Results from the logistic regression decomposition between higher-paid and low-paid workers indicate that, as expected, the gap in on-the-job training received is not due to the low-paid workers’ endowment relative to higher-paid workers, but it is behavioural and depends on the workplace’s decision/choice to offer and workers’ decision/choice to accept training. This outcome suggests policy approaches should focus on workplace and employee decision-making.

Overall, the results are consistent with the emerging literature showing that working conditions in Canada are polarized (e.g., Betcherman and Lowe, 1997; Moore and Pacey, 2003; Johnson and Kuhn, 2004; Zeytinoglu and Cooke, 2005), and that training is not distributed equitably among workers (OECD, 2006a; Saunders, 2006). The low level of on-the-job training provided to low-paid workers creates an opportunity cost for the Canadian economy given well-documented benefits that accrue from training to the society as well as the individual (Goldenberg, 2006; OECD 2006a; Statistics Canada, 1997). Given the identified gap in training between low-paid workers and higher-paid workers, the question remains whether there can be a role for public programs to close the gap in training between workers grouped by wage-level, if workplaces and employees do not take action independently (or without an appropriate incentive structure).

For governments facing scarce resources and considering support for on-the-job training, we suggest targeting the intervention on the training choices of low-paid workers and the workplaces that hire them. Targeting the low-paid worker group and providing workplaces and employees incentives to offer and accept training, respectively, with further incentives to reward training performance will lead to the direct effect of improved human capital and increased productivity. Some effort toward targeting low-paid workers is already in progress: for example, in Ontario the government started the process by initiating an academic upgrading programme for “adults in low-wage low-skill employment” (Government of Ontario, 2006). This program will enable these workers to attain Ontario Secondary School Diploma equivalent certification. We encourage governments in Canada to initiate targeted programs and support them on an ongoing basis. However, we would go further and suggest that the common element should be incentives to encourage training and continued lifelong learning with focused performance rewards.
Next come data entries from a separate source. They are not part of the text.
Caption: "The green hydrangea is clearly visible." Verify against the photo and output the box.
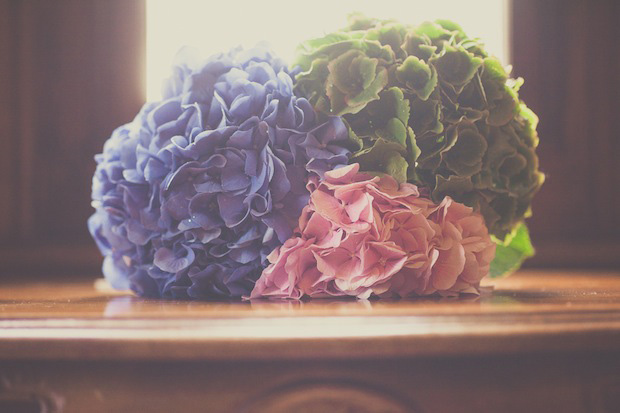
[295,15,544,240]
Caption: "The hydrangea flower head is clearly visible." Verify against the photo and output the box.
[251,164,495,299]
[89,48,350,298]
[295,15,544,240]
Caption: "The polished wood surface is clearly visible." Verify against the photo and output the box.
[0,271,620,360]
[0,271,620,413]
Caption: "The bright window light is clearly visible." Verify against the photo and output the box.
[146,0,509,101]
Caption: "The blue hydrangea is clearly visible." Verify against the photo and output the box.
[89,48,350,299]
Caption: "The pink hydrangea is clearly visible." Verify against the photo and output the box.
[251,164,495,299]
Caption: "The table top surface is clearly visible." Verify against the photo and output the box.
[0,270,620,360]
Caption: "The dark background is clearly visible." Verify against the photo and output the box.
[0,0,620,275]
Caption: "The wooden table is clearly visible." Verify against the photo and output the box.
[0,271,620,412]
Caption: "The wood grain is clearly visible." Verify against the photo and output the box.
[0,271,620,413]
[0,272,620,360]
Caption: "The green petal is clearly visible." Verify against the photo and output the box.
[350,139,409,182]
[489,223,535,278]
[431,46,482,91]
[396,56,437,100]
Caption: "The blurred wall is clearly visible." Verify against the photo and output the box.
[0,0,145,274]
[512,0,620,267]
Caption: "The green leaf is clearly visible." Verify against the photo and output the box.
[350,138,409,182]
[489,223,534,278]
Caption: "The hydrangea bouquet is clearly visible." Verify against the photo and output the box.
[89,16,543,299]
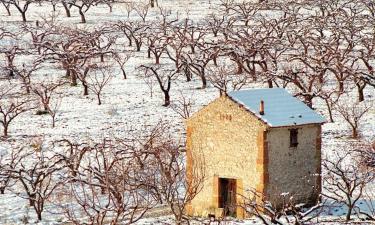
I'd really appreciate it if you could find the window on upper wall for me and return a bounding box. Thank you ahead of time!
[289,129,298,147]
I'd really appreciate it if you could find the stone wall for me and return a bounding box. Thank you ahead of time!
[187,96,321,218]
[267,124,321,205]
[187,97,266,217]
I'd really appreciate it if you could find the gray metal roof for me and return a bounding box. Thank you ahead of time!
[228,88,325,127]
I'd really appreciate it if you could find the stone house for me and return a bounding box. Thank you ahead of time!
[186,88,325,218]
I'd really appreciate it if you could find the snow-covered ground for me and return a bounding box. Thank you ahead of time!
[0,0,375,225]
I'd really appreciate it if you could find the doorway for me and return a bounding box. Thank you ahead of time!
[219,178,237,217]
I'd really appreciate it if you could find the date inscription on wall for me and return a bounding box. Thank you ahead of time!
[220,114,232,121]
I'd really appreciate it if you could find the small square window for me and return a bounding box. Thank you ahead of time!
[290,129,298,147]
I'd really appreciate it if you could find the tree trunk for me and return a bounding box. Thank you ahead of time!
[346,207,353,221]
[352,126,358,139]
[97,94,102,105]
[69,71,77,86]
[121,69,126,79]
[82,82,89,96]
[35,210,42,221]
[236,62,243,74]
[324,99,334,123]
[21,12,26,22]
[3,121,9,137]
[135,41,142,52]
[62,2,71,17]
[357,85,365,102]
[267,79,273,88]
[5,6,12,16]
[339,80,344,93]
[52,116,56,128]
[163,91,171,107]
[200,72,207,89]
[29,194,35,207]
[78,8,86,23]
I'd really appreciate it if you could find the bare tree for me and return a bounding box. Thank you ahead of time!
[142,122,205,224]
[114,53,131,79]
[0,84,35,137]
[171,92,194,119]
[11,143,64,221]
[61,0,72,17]
[239,190,324,225]
[140,65,178,107]
[55,139,155,225]
[207,66,249,95]
[88,65,113,105]
[124,1,135,18]
[69,0,101,23]
[335,96,372,138]
[9,58,43,94]
[0,145,22,194]
[134,3,150,22]
[31,80,66,127]
[1,1,12,16]
[2,0,34,22]
[322,149,375,221]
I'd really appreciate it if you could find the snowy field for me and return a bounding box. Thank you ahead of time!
[0,0,375,225]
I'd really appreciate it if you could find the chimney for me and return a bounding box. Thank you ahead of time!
[259,100,264,115]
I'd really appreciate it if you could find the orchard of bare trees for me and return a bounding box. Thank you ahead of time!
[0,0,375,224]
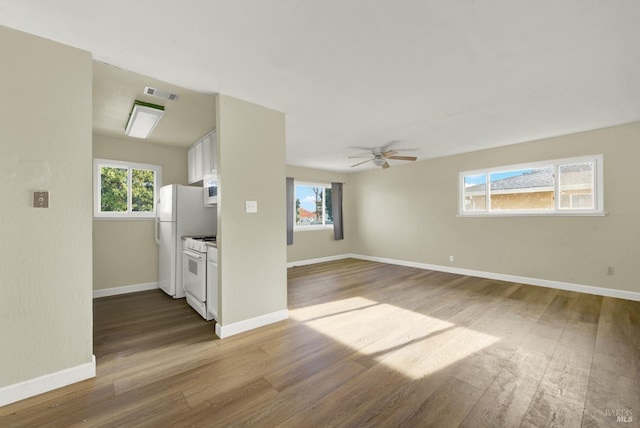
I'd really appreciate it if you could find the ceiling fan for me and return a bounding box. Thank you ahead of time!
[349,144,418,169]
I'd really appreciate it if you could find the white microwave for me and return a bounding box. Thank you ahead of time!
[202,176,218,207]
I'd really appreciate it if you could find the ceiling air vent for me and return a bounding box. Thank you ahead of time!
[144,86,179,101]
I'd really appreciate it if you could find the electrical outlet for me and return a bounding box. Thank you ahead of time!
[33,192,49,208]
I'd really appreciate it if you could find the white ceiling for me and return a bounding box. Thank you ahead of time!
[0,0,640,171]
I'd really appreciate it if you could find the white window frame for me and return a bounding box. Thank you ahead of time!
[93,159,162,220]
[293,180,333,232]
[458,154,607,217]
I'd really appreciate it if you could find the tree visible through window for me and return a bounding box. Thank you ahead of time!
[94,159,162,217]
[295,182,333,227]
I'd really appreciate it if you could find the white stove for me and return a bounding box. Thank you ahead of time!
[184,236,216,253]
[182,236,218,321]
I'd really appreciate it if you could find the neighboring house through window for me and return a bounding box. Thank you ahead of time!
[93,159,162,218]
[293,181,333,230]
[459,155,604,216]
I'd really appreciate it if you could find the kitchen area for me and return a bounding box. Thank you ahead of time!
[93,62,288,338]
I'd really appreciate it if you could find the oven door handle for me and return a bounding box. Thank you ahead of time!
[182,248,206,261]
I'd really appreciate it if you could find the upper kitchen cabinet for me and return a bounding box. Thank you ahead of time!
[188,130,217,184]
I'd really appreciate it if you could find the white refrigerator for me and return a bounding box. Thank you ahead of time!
[155,184,217,299]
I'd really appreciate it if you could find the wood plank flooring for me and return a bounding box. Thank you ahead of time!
[0,259,640,428]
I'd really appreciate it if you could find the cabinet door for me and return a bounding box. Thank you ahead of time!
[187,146,198,184]
[209,131,218,175]
[202,132,217,177]
[193,141,202,181]
[206,259,220,321]
[202,135,213,177]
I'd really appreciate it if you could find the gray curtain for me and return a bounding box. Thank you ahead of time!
[286,177,293,245]
[331,183,344,241]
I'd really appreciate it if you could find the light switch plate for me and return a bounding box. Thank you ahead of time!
[245,201,258,213]
[33,192,49,208]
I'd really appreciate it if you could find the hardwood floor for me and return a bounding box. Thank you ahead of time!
[0,259,640,427]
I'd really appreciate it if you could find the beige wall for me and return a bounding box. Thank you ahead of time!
[93,134,187,290]
[0,26,93,387]
[346,123,640,292]
[216,95,287,326]
[287,166,350,263]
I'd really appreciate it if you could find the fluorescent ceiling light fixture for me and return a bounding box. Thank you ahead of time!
[124,100,164,138]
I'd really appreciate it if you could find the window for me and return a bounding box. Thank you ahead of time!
[459,155,604,216]
[293,181,333,230]
[93,159,162,218]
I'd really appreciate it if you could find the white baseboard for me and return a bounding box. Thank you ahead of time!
[216,309,289,339]
[348,254,640,301]
[0,355,96,407]
[93,282,159,299]
[287,254,352,268]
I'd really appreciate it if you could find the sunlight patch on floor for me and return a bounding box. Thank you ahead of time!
[290,297,499,379]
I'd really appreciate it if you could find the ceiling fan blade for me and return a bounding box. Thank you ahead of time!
[387,156,418,160]
[351,159,373,168]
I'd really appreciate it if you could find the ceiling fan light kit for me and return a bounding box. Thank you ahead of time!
[351,146,418,169]
[124,100,164,138]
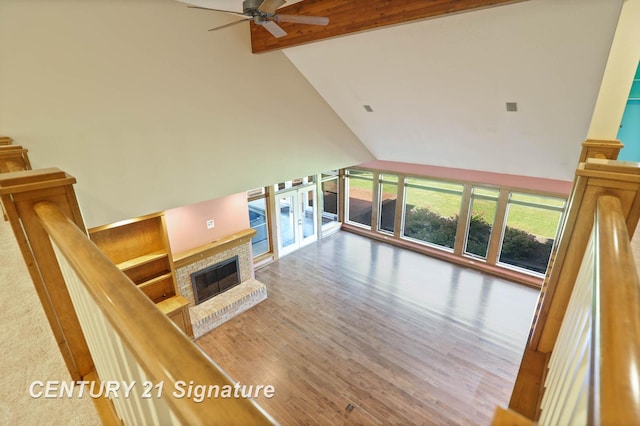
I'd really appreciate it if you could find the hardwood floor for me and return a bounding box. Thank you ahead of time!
[198,232,538,425]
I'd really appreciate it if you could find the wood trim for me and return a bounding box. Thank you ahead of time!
[453,183,473,256]
[393,174,407,239]
[509,347,550,421]
[579,139,624,163]
[487,189,511,265]
[589,195,640,425]
[0,169,94,380]
[173,228,256,268]
[82,370,123,426]
[491,407,533,426]
[530,158,640,352]
[0,145,31,173]
[33,201,274,424]
[341,223,542,288]
[251,0,523,53]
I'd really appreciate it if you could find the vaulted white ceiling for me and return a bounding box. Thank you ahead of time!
[285,0,622,180]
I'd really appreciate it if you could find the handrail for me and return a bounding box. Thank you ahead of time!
[33,201,274,425]
[502,193,640,425]
[589,195,640,425]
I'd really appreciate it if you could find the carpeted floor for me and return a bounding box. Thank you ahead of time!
[0,216,100,425]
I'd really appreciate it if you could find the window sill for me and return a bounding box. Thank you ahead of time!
[342,223,544,289]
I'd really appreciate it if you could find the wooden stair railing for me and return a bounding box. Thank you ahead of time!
[0,169,274,425]
[493,195,640,425]
[498,146,640,420]
[0,141,31,221]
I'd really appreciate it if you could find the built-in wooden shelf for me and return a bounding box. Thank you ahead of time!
[138,272,171,289]
[116,251,167,271]
[173,228,256,268]
[89,213,193,337]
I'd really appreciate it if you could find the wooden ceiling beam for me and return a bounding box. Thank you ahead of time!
[251,0,524,53]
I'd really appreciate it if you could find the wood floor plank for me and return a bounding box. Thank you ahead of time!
[198,232,538,425]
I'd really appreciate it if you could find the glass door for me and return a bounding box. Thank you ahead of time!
[276,186,318,256]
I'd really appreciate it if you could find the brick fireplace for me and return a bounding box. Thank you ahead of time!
[174,229,267,338]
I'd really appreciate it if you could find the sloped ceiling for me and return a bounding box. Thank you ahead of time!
[284,0,622,180]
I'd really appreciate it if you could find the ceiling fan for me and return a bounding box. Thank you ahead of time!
[178,0,329,38]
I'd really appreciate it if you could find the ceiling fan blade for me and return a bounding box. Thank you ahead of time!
[208,16,251,31]
[273,15,329,25]
[258,0,286,15]
[187,6,250,18]
[260,21,287,38]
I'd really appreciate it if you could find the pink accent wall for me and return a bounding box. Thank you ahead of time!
[165,192,249,254]
[358,160,573,197]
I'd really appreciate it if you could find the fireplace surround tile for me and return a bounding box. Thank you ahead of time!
[171,231,267,338]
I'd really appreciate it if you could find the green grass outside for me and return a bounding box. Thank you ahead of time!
[349,178,564,238]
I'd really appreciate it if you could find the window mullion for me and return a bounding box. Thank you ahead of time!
[487,189,509,265]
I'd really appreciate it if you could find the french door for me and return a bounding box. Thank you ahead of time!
[276,186,318,256]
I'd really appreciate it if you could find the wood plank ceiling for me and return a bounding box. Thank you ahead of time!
[251,0,524,53]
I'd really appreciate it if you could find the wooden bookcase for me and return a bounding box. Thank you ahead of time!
[89,213,193,337]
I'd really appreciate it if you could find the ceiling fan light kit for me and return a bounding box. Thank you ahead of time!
[178,0,329,38]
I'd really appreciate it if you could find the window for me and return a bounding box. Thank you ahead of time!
[321,170,340,229]
[273,175,315,192]
[378,175,398,234]
[247,188,271,257]
[346,170,373,228]
[464,187,500,259]
[499,192,565,274]
[402,178,463,249]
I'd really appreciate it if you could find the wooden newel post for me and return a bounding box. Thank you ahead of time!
[0,168,94,380]
[579,139,624,163]
[509,157,640,420]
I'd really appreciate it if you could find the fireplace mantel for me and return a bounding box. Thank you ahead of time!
[173,228,256,269]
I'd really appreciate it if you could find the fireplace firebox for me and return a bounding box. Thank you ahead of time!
[191,256,240,305]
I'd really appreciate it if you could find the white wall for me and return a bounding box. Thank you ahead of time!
[286,0,620,180]
[0,0,372,227]
[589,0,640,140]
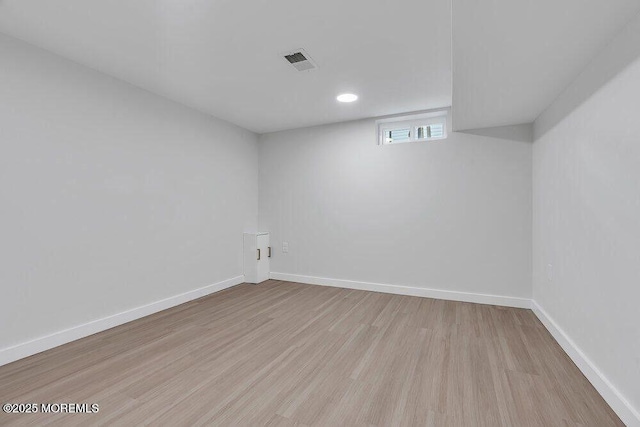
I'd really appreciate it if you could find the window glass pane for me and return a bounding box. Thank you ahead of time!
[417,123,444,139]
[384,129,411,144]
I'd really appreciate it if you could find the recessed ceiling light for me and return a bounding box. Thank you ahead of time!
[336,93,358,102]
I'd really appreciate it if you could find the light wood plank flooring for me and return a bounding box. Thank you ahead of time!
[0,281,623,427]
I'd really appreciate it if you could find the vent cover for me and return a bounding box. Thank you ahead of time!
[282,49,318,71]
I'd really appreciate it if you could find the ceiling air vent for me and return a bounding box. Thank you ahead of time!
[283,49,318,71]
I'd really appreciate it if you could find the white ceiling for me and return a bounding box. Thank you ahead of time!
[0,0,640,133]
[453,0,640,130]
[0,0,451,133]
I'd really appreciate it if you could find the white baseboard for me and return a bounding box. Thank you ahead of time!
[269,273,531,308]
[0,276,244,366]
[531,301,640,427]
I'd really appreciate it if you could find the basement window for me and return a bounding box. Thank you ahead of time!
[376,111,447,145]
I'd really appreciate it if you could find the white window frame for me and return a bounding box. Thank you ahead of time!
[376,111,447,145]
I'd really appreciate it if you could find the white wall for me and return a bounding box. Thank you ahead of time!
[0,36,258,350]
[533,11,640,425]
[259,115,532,298]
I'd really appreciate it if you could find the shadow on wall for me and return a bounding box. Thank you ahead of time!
[458,123,533,142]
[534,14,640,140]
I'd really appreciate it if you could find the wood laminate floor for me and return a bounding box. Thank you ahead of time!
[0,280,623,427]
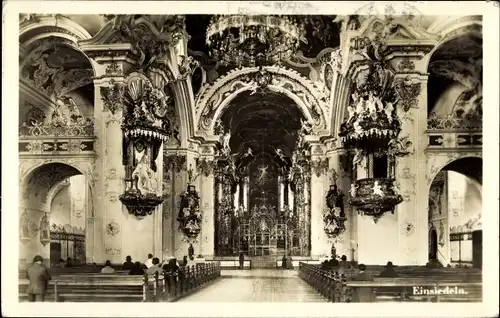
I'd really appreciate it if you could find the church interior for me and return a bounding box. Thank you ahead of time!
[18,14,483,302]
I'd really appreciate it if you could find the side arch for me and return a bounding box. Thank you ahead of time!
[195,66,330,134]
[426,150,483,191]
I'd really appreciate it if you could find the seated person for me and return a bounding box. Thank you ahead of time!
[122,255,135,270]
[181,255,187,266]
[351,264,373,281]
[146,257,163,275]
[379,262,399,277]
[339,255,351,269]
[128,262,144,275]
[351,264,375,303]
[101,260,115,274]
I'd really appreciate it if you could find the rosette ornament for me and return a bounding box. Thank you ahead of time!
[120,73,173,217]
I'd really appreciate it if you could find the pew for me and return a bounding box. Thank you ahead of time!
[19,262,220,302]
[219,260,252,269]
[299,263,482,302]
[276,259,320,268]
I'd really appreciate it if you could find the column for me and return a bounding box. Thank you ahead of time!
[305,157,330,258]
[92,61,127,264]
[234,183,240,212]
[325,148,357,260]
[304,170,311,256]
[395,59,430,265]
[278,176,285,211]
[199,158,215,259]
[243,176,250,211]
[288,183,294,212]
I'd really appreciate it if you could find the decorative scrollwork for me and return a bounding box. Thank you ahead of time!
[177,185,203,239]
[311,158,328,177]
[100,80,125,115]
[395,76,422,112]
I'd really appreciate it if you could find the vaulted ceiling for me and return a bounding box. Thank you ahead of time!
[222,93,304,164]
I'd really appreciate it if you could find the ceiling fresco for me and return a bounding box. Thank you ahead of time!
[427,35,483,112]
[221,93,303,166]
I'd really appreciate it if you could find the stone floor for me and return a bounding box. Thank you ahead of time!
[180,269,326,302]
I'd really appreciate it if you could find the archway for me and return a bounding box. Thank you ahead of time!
[427,32,483,129]
[19,162,92,268]
[428,157,482,267]
[214,92,310,265]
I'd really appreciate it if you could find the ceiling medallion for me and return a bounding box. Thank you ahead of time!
[206,15,306,67]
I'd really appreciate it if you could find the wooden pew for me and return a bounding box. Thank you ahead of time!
[299,263,482,302]
[219,260,252,269]
[19,262,220,302]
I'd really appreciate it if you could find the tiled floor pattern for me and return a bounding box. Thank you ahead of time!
[180,269,325,302]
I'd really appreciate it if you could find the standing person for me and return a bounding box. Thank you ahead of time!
[144,253,153,268]
[26,255,52,302]
[239,253,245,269]
[122,255,135,270]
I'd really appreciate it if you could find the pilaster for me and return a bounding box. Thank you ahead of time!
[393,56,429,265]
[310,145,331,258]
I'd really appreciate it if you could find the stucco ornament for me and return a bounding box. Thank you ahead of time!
[19,209,39,244]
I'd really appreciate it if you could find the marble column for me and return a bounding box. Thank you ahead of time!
[325,149,357,259]
[200,158,215,259]
[395,69,429,265]
[233,183,240,212]
[243,176,251,211]
[309,158,330,258]
[92,67,126,264]
[288,183,294,212]
[357,153,398,265]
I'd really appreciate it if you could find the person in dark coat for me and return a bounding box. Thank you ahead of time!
[128,262,144,275]
[122,255,135,270]
[26,255,52,302]
[239,253,245,269]
[379,262,399,277]
[351,264,375,303]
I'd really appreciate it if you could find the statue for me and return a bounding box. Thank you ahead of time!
[349,183,358,198]
[132,154,158,194]
[373,181,384,197]
[347,106,356,122]
[177,185,202,237]
[384,103,394,122]
[367,92,377,116]
[222,130,231,155]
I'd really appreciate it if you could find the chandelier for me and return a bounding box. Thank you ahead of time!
[206,15,305,66]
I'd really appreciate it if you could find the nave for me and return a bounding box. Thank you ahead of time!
[179,269,326,302]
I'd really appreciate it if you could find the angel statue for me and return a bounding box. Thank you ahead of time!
[373,181,384,197]
[349,183,358,198]
[222,130,231,155]
[132,154,158,194]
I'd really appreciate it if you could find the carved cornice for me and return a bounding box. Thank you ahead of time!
[195,66,330,132]
[394,76,422,112]
[196,158,215,177]
[311,158,328,177]
[163,155,187,173]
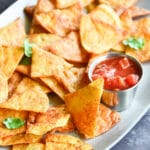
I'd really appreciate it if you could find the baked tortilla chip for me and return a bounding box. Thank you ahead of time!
[99,0,137,14]
[0,133,42,146]
[65,79,104,138]
[45,134,93,150]
[27,105,71,135]
[0,108,28,138]
[12,143,45,150]
[56,0,78,9]
[0,78,49,112]
[54,67,86,92]
[8,71,23,98]
[1,46,24,78]
[31,46,72,77]
[36,5,82,36]
[0,70,8,103]
[40,77,69,100]
[28,32,89,63]
[0,18,25,46]
[80,15,124,54]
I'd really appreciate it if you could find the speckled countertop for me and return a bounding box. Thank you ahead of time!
[0,0,150,150]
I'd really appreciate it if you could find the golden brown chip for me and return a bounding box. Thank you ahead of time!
[0,108,28,138]
[27,105,71,135]
[80,15,124,54]
[40,77,69,100]
[56,0,78,9]
[54,67,86,92]
[1,46,24,78]
[29,32,89,63]
[8,71,23,98]
[99,0,137,14]
[31,46,72,77]
[65,79,103,138]
[0,133,42,146]
[0,70,8,103]
[45,134,93,150]
[0,18,25,46]
[0,78,49,112]
[36,5,82,36]
[12,143,45,150]
[90,4,122,29]
[24,5,35,18]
Benefits of on-the-job training will not only accrue to the individual. Externalities may be generated resulting in government support contributing not only to the human capital of low-paid workers but also to their communities. Concurring with Lalonde (1995), we believe that the social return to a society where financial support is provided for on-the-job training will likely exceed the private benefit/cost ratio to the firms. While the traditional cost/benefit research shows government intervention provides modest benefits to participants (Leigh, 1995), this is because we get what we pay for and the indirect effects of training programs on non-participants are not considered well (Heckman, Lalonde and Smith, 1999). Similar to Heckman, Lalonde and Smith (1999) and Lalonde’s (1995) discussion, we believe that the social benefit of training programs for low-paid workers is not only to trained individuals but also to their families, community and the society. The indirect effect of training low-paid workers can be improved social health, i.e. improved standard of living, lower crime rate in the society, and improved individual and community security and well-being (Warburton and Warburton, 2002), along with workers’ feeling of dignity (Berg and Frost, 2005).